Ritornare in libreria

Tornare in libreria, negli ultimi tempi, è stato qualcosa di speciale; qualcosa di anomalo; un’esperienza esaltante e insieme frustrante. È stato diverso. Dopo un’astinenza pesante, qualcosa ha messo a nudo quell’andare in luoghi del cuore, ben noti, familiari. Li ha rivelati in tutto il loro valore e in tutta la loro criticità.

Siamo tutti preda di una particolare forma di cecità selettiva verso i luoghi e gli oggetti che ci sono abituali; ne è controprova il fatto che, di ritorno da periodo di assenza abbastanza lungo, persino la nostra casa ci sembra diversa, con un qualche sentore di estraneità. Ci sembra un luogo di cui dover rinnovare la conoscenza, ristabilendola su basi diverse.

Certo, nessuno ha mai avuto l’esperienza di tornare da una lunga assenza e riconoscere la propria casa protetto, si fa per dire, da una mascherina che toglie il respiro e appanna gli occhiali; né, soprattutto, dovendo attendere, per potervi accedere, che altri eventuali <familiari> ne siano usciti, in luogo del felicemente incontrarli e salutarli.

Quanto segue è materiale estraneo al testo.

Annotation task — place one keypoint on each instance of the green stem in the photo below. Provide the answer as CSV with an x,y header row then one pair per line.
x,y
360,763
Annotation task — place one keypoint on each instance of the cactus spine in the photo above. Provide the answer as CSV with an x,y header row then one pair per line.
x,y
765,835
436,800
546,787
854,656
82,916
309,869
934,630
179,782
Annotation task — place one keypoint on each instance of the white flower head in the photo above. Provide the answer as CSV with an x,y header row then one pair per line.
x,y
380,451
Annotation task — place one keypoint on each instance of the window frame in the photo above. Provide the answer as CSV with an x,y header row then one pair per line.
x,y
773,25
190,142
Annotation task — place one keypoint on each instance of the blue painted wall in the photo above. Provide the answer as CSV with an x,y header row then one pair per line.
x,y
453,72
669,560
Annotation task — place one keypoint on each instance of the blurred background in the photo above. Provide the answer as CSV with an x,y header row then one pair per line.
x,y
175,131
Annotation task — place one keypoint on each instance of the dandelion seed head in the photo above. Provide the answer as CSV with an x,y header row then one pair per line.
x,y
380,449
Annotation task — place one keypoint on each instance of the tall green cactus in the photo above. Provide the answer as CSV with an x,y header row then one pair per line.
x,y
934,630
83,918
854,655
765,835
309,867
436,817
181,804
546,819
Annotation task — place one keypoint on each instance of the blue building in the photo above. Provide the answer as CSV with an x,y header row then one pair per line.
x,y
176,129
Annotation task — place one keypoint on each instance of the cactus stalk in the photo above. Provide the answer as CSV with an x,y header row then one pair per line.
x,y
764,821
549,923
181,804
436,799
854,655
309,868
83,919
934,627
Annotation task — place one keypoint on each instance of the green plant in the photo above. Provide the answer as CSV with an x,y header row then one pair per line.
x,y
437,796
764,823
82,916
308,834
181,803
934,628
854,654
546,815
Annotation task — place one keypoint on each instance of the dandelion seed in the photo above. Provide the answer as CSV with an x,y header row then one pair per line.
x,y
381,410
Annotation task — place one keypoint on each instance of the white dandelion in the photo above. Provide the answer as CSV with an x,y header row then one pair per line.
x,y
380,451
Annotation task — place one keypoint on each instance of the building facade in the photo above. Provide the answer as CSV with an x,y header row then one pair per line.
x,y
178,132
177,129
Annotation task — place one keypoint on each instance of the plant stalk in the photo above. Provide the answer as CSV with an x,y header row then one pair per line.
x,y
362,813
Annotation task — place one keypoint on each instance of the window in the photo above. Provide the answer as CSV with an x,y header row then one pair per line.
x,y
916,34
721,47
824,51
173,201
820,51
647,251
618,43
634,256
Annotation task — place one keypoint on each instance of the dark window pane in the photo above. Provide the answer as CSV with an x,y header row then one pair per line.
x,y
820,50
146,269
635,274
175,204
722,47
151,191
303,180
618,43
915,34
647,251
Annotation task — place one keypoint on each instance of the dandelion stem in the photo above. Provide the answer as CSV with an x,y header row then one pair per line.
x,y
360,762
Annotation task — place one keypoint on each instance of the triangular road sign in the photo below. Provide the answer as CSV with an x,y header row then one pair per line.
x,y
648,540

Ho sperimentato due ritorni in libreria, nelle ultime due settimane: mi hanno fruttato libri inattesi e un’esperienza segnata da un lieve sentore di disagio, dove la gestualità e i percorsi abituali si inceppavano. Ho provato una forma impropria di attesa; di un cambiamento.

La mascherina, certo. Non è poco. Poi l’esitazione dei gesti; il maneggiare trattenuto, esitante, dei libri; il non maneggiarli veramente. Quel certo vagare tra gli scaffali, non proprio dialogante: con i libri, intendo, che parevano dire non toccatemi.

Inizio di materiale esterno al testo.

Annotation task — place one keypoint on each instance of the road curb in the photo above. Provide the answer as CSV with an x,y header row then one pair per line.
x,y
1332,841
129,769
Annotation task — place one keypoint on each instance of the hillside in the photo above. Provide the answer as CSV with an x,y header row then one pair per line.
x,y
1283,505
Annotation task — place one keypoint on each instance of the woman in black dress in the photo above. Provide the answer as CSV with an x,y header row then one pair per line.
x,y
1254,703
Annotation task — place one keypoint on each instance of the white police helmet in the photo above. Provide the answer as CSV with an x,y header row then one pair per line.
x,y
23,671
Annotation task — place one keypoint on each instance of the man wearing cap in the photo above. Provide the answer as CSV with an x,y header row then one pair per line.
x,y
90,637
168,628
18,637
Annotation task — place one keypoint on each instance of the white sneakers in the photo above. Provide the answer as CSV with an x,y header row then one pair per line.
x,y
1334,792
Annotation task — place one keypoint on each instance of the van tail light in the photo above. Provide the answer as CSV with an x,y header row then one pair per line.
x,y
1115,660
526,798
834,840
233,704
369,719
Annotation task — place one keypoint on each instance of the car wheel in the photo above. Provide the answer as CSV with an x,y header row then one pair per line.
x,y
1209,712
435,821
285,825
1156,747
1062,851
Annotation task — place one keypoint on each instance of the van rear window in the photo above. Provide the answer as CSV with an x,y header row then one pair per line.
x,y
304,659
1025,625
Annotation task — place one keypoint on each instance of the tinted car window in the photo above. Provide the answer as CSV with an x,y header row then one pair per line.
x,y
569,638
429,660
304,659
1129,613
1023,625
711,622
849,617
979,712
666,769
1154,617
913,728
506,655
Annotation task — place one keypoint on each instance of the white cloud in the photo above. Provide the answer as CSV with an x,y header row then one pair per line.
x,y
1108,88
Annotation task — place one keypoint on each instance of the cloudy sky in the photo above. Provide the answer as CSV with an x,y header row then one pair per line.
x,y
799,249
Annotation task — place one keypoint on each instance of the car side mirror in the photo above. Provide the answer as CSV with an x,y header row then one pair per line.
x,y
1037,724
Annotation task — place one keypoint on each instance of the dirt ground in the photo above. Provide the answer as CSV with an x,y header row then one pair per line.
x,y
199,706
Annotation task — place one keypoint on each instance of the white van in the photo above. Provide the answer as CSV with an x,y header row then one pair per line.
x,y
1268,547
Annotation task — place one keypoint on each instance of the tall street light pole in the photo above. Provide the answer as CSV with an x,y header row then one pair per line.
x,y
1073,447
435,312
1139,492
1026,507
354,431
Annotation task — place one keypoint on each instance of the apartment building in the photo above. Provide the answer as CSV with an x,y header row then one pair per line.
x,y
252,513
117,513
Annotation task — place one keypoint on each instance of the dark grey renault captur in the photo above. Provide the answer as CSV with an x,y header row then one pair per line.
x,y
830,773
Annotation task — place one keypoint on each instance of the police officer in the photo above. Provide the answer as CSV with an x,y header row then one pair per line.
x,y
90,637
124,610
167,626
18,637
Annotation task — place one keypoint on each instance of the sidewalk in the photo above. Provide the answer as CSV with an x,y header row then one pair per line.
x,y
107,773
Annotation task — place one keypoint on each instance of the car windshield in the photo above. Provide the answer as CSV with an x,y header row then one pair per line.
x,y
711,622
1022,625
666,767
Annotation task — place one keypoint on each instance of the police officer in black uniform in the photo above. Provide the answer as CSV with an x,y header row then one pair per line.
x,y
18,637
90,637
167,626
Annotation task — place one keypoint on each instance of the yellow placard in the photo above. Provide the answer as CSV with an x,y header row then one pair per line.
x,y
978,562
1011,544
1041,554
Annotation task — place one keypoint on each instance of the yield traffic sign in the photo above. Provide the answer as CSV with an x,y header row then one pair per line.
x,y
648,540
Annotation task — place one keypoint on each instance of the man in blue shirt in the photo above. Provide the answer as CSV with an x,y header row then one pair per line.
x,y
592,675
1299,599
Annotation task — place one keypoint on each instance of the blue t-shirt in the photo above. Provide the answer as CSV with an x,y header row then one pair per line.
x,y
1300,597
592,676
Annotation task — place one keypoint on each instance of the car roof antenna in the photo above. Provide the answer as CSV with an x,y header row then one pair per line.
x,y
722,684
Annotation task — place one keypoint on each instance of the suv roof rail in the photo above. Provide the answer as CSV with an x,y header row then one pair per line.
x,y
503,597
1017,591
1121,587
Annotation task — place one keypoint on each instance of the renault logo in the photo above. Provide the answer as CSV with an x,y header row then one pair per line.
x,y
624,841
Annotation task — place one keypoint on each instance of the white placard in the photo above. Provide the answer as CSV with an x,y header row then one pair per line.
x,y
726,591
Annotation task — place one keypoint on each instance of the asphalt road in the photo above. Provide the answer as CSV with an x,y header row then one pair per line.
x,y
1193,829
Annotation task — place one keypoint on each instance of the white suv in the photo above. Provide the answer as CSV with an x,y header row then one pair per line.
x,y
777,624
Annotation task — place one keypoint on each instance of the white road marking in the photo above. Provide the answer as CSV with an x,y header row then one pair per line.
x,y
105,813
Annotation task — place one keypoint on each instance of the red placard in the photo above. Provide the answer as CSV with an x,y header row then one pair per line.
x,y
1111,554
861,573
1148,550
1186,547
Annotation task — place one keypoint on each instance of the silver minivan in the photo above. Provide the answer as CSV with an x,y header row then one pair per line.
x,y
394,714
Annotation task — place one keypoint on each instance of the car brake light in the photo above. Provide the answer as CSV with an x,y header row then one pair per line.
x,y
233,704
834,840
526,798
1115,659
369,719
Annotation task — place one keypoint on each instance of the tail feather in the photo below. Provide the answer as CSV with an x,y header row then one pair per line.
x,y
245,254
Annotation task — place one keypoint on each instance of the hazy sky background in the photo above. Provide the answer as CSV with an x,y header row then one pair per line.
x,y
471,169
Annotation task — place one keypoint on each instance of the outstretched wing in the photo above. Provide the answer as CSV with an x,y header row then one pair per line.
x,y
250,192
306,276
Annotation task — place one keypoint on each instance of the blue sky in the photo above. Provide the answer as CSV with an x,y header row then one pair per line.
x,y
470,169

Le mie prime due gite si sono tuttavia concluse con acquisti interessanti, e non programmati: come ai tempi d’oro. Bello. Forse, cosa per me non abituale, ho portato con me libri da non leggere subito; o quantomeno da leggere in tempi riservati, non di foga.

Hans-Georg Gadamer, “Un secolo di filosofia. Dialogo con Riccardo Dottori”, La nave di Teseo 2019;

Jacques Derrida, “Arieti. Il dialogo ininterrotto con Gadamer”, Mimesis 2019.

Un “ripasso” in scioltezza, nel primo caso? Da unire al breve testo, di Derrida, della Conferenza tenuta il 5 febbraio del 2003 in ricordo, a un anno dalla morte, di Hans-Georg Gadamer. L’anno seguente, a sua volta, ci avrebbe lasciati Derrida, chiudendo un tempo della filosofia – una lenta dolente chiusura di millennio, l’andarsene, a breve distanza l’uno dall’altro, dei <maestri> di un’area del pensiero e, con loro, di un ‘900 che ha rivoluzionato la filosofia. Ci resta Habermas. Poi basta. Credo.

Il lascito di Heidegger; se pure i prodromi c’erano tutti, e anche Heidegger, come tutti, ha pensato dentro il tempo cui è appartenuto, come scindere la rivoluzione del pensiero da lui, con lui, operata da ciò che quel ‘900 ci ha portato. Potremmo veramente scindere il pensiero di Heidegger dalla sua deriva nazista? Assegnare la sua adesione a pura e semplice miseria umana dell’uomo a fronte di una grande capacità del pensiero? A qualcosa del genere? È possibile?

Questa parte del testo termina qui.